Nitschke has boasted in the past that his product represents a giant leap forward in the “death with dignity” movement, which has seen significant gains in nations across the West in recent decades, including in the U.S., in which 11 states have legalized physician-assisted suicide. In three more states — Michigan, Pennsylvania and New York — laws to allow physician-assisted suicide have been introduced in the state legislature.  

But for Nitschke, legalized physician-assisted suicide falls short of his ultimate vision, in which assisted suicides are “de-medicalized,” meaning they can be obtained without doctors and psychiatrists, difficult-to-procure drugs, or hurdles of any kind. The Sarco can be 3D printed, and its plans are available on Exit International’s website. When the technology becomes available for large-scale printing, the group believes its product will become readily available to anyone.  

“It’s not just some medical privilege for the very sick,” said Nitschke of the right to terminate one’s own life this summer. “It’s a fundamental human right. If you’ve got the precious gift of life, you should be able to gift that gift away at the time of your choosing.”  

For Father Thomas Petri, President of the Pontifical Faculty of the Immaculate Conception at the Dominican House of Studies, Nitschke’s comment is a sad and depraved reversal of what we mean by the gift of life. 

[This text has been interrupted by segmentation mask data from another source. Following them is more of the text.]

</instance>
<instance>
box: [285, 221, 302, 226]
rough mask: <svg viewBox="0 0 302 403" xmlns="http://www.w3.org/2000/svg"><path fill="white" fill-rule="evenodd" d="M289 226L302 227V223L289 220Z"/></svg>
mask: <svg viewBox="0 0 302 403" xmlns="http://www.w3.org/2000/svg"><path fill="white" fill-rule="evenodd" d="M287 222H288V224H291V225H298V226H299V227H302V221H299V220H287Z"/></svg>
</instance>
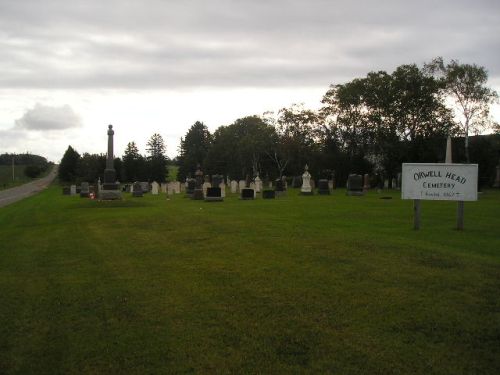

“Life and our existence is God’s, who grants it to whom He wills. It is not for us to discard it as we please,” he told the Register. “Moreover, from a simply human perspective this is a slippery slope to allowing anyone to commit suicide easily who finds their lives difficult for whatever reason. I’m also concerned about the moral pressure that might be applied to an ill person to commit this 'assisted' suicide."

Last year, Pope Francis condemned euthanasia while speaking with journalists aboard the papal plane. 

“You don’t play with life, neither at the beginning nor at the end,” he said. “It is not played with! Whether it is the law not to let the child grow in the mother’s womb or the law of euthanasia in disease and old age. I am not saying it is a faith thing, but it is a human thing: There is bad compassion.”